Toronto goalie James Reimer appeared to have the much smaller net, stopping 43 Oilers shots for the shutout.

"They came hard in the first (period) and were throwing everything at the net," he said. "But in the second, I thought we really established our game and controlled most of the play.

"As a team, I don't think we want to give up 40-plus shots, but having said that, I don't think it was as dangerous as the quantity suggested."

The Leafs, who led 1-0 after 20 minutes and 3-0 after 40, improved to 9-4-0. The last-place Oilers fell to 3-9-2.

"It's getting frustrating," Edmonton defenseman Ladislav Smid said. "We're not consistent enough. We can't sustain the same game for 60 minutes. It seems to be every game is the same story, so obviously we have to change something.

"There are several things that are wrong right now. We talk about the right things every day, but we have to go out and do it on the ice. Nobody is going to do it for us. We have to wake up in here."

Getting shut out at home after being outshot 48-18 the previous game in Los Angeles put a black cloud over an Oilers season that was never all that sunny to begin with. After a series of well-played losses to begin the year, things are getting worse.

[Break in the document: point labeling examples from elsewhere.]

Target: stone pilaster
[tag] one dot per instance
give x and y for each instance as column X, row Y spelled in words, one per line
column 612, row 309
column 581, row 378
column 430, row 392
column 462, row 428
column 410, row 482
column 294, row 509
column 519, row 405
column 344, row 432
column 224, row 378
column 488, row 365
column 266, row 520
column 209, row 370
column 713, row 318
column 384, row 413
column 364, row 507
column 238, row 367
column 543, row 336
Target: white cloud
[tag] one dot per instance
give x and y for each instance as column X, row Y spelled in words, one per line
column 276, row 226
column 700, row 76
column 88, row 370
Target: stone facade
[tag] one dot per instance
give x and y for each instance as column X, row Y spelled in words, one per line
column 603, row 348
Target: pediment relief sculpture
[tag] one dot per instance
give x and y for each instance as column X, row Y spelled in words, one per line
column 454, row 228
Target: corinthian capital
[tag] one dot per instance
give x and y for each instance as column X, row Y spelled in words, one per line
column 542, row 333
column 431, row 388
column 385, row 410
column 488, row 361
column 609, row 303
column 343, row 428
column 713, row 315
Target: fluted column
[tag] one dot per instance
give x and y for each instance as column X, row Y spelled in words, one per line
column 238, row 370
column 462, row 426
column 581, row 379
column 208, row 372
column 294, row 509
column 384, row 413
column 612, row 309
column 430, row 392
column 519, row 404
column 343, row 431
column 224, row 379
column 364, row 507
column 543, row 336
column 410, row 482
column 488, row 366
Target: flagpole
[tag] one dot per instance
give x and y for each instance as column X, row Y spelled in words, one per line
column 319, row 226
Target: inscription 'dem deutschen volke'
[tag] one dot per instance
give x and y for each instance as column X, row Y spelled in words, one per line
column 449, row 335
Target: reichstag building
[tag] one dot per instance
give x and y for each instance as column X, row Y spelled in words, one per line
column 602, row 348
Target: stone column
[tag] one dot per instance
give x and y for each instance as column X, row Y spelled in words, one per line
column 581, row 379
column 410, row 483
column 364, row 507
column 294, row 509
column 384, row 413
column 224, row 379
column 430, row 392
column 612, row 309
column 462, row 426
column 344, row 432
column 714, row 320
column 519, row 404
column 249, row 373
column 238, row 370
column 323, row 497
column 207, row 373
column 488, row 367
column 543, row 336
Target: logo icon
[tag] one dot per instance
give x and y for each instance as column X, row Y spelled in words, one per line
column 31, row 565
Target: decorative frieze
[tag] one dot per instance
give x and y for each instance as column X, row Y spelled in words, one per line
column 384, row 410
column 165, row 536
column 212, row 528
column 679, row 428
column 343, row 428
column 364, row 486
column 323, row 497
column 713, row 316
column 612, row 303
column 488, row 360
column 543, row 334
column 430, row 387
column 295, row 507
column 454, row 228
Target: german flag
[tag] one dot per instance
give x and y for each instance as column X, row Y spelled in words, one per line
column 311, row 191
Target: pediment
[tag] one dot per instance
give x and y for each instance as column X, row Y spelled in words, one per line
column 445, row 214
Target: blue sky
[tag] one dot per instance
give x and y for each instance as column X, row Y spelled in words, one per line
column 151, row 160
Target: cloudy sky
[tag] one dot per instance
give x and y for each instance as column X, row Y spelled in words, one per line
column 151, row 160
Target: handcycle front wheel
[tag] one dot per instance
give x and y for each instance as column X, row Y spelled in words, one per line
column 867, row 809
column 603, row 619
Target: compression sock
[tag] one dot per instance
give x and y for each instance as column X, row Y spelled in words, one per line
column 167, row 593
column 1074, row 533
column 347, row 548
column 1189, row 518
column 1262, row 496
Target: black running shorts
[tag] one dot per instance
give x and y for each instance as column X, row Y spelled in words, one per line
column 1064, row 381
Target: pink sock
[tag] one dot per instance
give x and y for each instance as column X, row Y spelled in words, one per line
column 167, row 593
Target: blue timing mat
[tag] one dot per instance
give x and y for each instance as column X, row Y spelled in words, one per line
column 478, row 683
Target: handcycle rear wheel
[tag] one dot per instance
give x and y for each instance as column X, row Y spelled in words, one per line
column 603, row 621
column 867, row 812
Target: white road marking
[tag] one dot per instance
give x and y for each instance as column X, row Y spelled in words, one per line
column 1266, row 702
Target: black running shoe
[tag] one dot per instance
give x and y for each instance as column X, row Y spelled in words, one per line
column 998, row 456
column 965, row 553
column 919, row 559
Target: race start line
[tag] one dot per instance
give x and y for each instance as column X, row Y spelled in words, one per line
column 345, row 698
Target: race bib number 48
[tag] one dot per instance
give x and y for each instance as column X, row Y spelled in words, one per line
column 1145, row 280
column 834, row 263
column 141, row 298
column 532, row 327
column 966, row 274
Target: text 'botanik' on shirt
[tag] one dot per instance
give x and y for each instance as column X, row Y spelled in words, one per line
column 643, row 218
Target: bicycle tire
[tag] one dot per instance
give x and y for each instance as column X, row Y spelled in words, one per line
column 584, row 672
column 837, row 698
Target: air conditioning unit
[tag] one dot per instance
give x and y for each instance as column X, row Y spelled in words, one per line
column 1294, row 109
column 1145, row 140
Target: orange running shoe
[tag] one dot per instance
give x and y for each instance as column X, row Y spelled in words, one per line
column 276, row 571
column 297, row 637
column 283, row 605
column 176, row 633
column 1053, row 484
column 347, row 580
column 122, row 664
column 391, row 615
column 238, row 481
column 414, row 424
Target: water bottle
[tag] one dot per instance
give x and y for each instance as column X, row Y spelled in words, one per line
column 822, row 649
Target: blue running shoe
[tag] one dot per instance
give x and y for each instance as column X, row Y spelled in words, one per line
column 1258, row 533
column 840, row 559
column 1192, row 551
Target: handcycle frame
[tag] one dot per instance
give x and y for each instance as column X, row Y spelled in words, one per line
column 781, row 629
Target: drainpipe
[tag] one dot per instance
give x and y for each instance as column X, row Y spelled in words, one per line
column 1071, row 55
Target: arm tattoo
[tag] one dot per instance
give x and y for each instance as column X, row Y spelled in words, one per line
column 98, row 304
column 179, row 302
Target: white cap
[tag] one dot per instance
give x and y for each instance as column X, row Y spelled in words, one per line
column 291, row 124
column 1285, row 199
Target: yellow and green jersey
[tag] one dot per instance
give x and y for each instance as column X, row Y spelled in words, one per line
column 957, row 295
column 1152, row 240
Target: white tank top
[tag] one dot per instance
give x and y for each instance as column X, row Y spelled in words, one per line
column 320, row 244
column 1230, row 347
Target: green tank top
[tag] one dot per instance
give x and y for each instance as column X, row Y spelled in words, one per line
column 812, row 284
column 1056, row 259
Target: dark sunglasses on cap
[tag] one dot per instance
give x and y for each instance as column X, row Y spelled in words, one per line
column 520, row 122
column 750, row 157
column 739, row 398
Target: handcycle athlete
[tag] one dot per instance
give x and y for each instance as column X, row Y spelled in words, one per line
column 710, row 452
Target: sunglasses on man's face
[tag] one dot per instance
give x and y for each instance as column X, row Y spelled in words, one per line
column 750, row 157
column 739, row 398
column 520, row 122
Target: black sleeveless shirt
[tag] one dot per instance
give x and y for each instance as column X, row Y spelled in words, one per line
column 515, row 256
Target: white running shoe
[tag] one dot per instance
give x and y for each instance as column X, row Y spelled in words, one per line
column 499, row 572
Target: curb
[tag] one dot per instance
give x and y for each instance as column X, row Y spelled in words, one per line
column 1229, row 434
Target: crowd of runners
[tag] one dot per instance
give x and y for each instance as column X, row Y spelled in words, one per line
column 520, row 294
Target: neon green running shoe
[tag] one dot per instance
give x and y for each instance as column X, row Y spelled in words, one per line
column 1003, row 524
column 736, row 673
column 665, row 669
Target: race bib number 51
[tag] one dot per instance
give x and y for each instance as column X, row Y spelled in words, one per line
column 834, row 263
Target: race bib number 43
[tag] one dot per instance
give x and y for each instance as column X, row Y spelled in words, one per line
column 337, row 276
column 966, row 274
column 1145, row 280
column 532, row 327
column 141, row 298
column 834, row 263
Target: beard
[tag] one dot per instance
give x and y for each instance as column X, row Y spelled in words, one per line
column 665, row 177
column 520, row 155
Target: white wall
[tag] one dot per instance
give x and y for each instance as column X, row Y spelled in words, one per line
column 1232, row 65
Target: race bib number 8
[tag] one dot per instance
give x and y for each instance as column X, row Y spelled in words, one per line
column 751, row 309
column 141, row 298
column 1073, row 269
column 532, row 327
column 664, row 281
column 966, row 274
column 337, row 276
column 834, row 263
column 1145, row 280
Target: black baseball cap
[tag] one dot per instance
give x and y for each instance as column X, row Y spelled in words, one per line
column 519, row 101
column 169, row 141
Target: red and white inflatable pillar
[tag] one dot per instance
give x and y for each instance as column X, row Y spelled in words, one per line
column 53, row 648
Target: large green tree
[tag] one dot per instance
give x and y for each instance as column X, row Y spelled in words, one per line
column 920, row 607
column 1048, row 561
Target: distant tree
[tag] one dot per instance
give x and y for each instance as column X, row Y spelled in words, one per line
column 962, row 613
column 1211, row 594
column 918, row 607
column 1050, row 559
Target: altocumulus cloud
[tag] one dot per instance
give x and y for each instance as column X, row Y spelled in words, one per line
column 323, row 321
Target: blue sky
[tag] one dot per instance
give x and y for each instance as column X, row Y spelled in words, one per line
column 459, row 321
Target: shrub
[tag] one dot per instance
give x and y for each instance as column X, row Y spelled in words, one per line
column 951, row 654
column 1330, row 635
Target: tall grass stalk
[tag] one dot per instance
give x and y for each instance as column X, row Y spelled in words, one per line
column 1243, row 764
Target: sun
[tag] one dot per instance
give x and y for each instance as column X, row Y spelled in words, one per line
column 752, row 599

"It's something that we can't accept, it's something that we have to turn now," Edmonton captain Andrew Ference said. "For the first five or six games, we could focus on the fact we were taking steps in the right direction, but you hit a point in the season where that's not acceptable. You have to be professional enough to push ourselves to demand more than just progress."

Kessel's partial breakaway deke at 1:08 was the only scoring of a wild first period in which the two teams threw defense out the window and decided to trade 20 minutes worth of chances. Edmonton outshot Toronto 14-12, but the 1-0 score held up until the first intermission.

Toronto struck twice in the second, with van Riemsdyk capping off an odd-man rush at 1:41 and Kessel scoring from an impossibly sharp angle at 8:42.

Kadri rounded out the scoring at 6:14 of the third.

Goalie Richard Bachman earned his second start in a row after a 47-save performance in his Oilers debut. He made 22 stops Tuesday.

NOTES: Gagner played his first game of the season after missing a month with a broken jaw suffered in the preseason. In order to make room, Edmonton sent C Anton Lander back to AHL Oklahoma City. ... LW David Perron fell ill before the game, so Edmonton, which didn't have an extra forward on the roster, had to dress seven defensemen instead. ... Edmonton G Devan Dubnyk is out with a sore ankle. ... Toronto RW Joffrey Lupul was questionable for Tuesday's game with a bruised foot, but he took the pregame skate and declared himself good to go. ... Reimer made his second consecutive start since suffering a head injury Oct. 17 against the Carolina Hurricanes. ... Kessel extended his goal-scoring streak to four games.